10. Quien elige ser cristiano opta por un estilo de vida sencillo y austero, que sabe conformarse con lo necesario para una vida digna. Por ello prescinde de muchas cosas, aún legítimas, y aprende a compartirlas con los hermanos más necesitados. Este es el sentido más profundo del ayuno y de la limosna cuaresmales. En Cuaresma elegimos ser solidarios. De esta forma quien elige ser cristiano se encuentra con el Señor al compartir con los hermanos, según la enseñanza evangélica: “tuve hambre, y ustedes me dieron de comer; tuve sed, y me dieron de beber; estaba de paso, y me alojaron; desnudo y me vistieron; enfermo y me visitaron; preso, y me vinieron a ver...” (Mt 25,31ss). Para ayudarnos a vivir esta opción en la diócesis realizamos el gesto solidario de Cuaresma por el que nos disponemos a compartir con los más pobres el fruto de nuestras privaciones a lo largo de este tiempo. La totalidad de lo recaudado lo destinaremos a Caritas para que la Iglesia pueda seguir brindando este fundamental servicio en favor de los pobres, débiles y sufrientes.


11. Esta Cuaresma nos ofrece, además, una especial ocasión para elegir ser cristianos en la vida cívica. Me refiero a las elecciones para la renovación de autoridades que están previstas para los próximos meses.
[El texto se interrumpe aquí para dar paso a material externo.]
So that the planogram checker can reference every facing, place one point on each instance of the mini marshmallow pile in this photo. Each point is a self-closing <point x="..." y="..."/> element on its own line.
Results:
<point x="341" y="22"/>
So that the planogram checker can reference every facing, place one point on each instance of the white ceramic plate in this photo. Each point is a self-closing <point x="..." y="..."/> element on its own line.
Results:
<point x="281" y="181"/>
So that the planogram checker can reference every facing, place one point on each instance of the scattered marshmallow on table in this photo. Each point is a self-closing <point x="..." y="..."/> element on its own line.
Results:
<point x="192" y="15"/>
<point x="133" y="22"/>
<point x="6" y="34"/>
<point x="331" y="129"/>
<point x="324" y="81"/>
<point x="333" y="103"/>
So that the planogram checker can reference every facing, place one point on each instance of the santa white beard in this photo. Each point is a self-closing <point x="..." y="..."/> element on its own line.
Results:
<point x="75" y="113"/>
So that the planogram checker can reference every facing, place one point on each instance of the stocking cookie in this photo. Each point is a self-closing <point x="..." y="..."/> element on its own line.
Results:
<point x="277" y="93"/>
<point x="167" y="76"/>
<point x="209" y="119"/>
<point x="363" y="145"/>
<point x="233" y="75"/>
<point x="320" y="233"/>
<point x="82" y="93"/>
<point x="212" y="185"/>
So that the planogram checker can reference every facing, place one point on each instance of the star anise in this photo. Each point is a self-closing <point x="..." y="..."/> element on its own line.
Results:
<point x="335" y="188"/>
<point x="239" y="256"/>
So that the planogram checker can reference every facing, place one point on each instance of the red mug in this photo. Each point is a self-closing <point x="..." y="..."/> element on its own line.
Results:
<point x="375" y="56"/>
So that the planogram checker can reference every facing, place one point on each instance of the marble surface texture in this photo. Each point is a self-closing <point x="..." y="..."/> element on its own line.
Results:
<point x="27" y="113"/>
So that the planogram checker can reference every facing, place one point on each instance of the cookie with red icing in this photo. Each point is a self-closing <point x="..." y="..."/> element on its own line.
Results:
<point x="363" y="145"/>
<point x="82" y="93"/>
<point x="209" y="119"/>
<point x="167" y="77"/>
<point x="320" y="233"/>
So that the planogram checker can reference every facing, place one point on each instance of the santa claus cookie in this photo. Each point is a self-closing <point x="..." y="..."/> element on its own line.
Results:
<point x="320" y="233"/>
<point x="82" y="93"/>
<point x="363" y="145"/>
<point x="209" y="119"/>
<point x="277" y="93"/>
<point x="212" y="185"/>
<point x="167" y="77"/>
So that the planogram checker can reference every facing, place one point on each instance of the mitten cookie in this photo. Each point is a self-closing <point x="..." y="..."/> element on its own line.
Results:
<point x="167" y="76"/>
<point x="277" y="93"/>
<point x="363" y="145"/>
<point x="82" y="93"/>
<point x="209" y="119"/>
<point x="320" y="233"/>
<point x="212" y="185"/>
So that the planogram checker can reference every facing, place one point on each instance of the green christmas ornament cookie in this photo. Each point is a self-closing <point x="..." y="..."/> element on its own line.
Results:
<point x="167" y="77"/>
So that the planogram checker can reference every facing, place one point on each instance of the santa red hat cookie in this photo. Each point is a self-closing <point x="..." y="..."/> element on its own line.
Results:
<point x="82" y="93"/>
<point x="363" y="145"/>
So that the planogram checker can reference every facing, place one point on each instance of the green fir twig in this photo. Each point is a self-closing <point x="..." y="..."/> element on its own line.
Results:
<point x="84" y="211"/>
Pese al bochornoso espectáculo que brinda buena parte de la dirigencia política estamos llamados a participar activamente en este espacio típico de una sociedad democrática, si es que queremos que las cosas cambien. La protesta que hizo eclosión a fines del año 2001 y que se ha instalado en nuestra sociedad como un estilo permanente, necesita ser encausada por carriles institucionales. Las elecciones son una oportunidad privilegiada para ejercer nuestra responsabilidad como ciudadanos y como creyentes.


12. Por tanto no se trata sólo de votar. Se trata de elegir en conformidad con lo que creemos y lo que deseamos para nuestra patria terrena. A esto nos urge nuestra fe que no nos permite “mirar al costado” o permanecer indiferentes. Es necesario buscar aquellas opciones que sean más acordes con nuestras convicciones; hay que animarse a cuestionar a los candidatos, sus ideas y sus trayectorias personales; conocer lo que proponen (si es que proponen algo) y verificar la viabilidad de sus propuestas. La enseñanza social de la Iglesia  nos da un marco teórico al que, como cristianos adultos, debemos referirnos necesariamente aún respetando la pluralidad de opciones partidarias.
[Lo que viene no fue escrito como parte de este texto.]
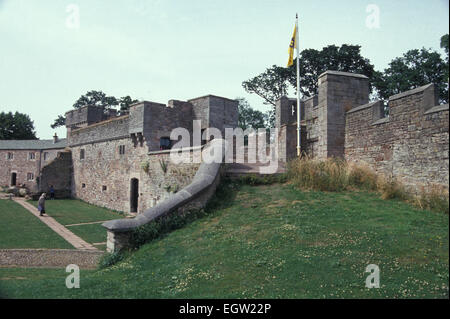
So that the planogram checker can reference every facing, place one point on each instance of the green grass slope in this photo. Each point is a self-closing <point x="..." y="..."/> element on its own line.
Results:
<point x="275" y="241"/>
<point x="21" y="229"/>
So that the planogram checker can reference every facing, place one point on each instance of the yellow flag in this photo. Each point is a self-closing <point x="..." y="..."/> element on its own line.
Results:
<point x="292" y="45"/>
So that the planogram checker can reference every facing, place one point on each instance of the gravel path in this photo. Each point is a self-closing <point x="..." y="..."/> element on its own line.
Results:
<point x="49" y="258"/>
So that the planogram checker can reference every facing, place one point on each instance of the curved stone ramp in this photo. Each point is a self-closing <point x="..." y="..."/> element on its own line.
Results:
<point x="195" y="195"/>
<point x="49" y="258"/>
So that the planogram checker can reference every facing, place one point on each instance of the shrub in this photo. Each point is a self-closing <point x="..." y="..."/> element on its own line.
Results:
<point x="328" y="175"/>
<point x="253" y="179"/>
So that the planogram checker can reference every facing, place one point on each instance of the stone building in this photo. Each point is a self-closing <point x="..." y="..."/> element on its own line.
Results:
<point x="23" y="161"/>
<point x="123" y="162"/>
<point x="411" y="143"/>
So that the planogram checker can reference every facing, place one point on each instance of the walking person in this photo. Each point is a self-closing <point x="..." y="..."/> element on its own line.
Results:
<point x="41" y="205"/>
<point x="52" y="192"/>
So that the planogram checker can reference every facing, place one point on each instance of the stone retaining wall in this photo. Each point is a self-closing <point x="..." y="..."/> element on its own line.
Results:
<point x="411" y="144"/>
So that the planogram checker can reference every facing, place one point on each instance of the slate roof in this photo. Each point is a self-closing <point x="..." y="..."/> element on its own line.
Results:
<point x="32" y="144"/>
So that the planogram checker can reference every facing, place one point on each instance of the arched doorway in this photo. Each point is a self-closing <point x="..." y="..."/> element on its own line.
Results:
<point x="134" y="195"/>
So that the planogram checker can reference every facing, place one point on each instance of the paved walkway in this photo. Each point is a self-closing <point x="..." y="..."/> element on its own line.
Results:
<point x="49" y="258"/>
<point x="73" y="239"/>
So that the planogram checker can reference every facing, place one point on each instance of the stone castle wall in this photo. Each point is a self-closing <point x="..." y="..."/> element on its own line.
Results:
<point x="410" y="145"/>
<point x="21" y="164"/>
<point x="57" y="173"/>
<point x="103" y="177"/>
<point x="115" y="150"/>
13. Nadie tiene derecho a pedir que los demás se vayan si no está dispuesto a comprometerse él mismo; mucho menos un cristiano que asume libremente las consecuencias de su fe en el orden temporal. Por ello esta Cuaresma, que es tiempo de elección para cada uno, es también tiempo de prepararnos a elegir con responsabilidad creyente y cívica a quienes consideremos más capaces de asumir la conducción de los destinos del país, la provincia, los municipios y las comunas.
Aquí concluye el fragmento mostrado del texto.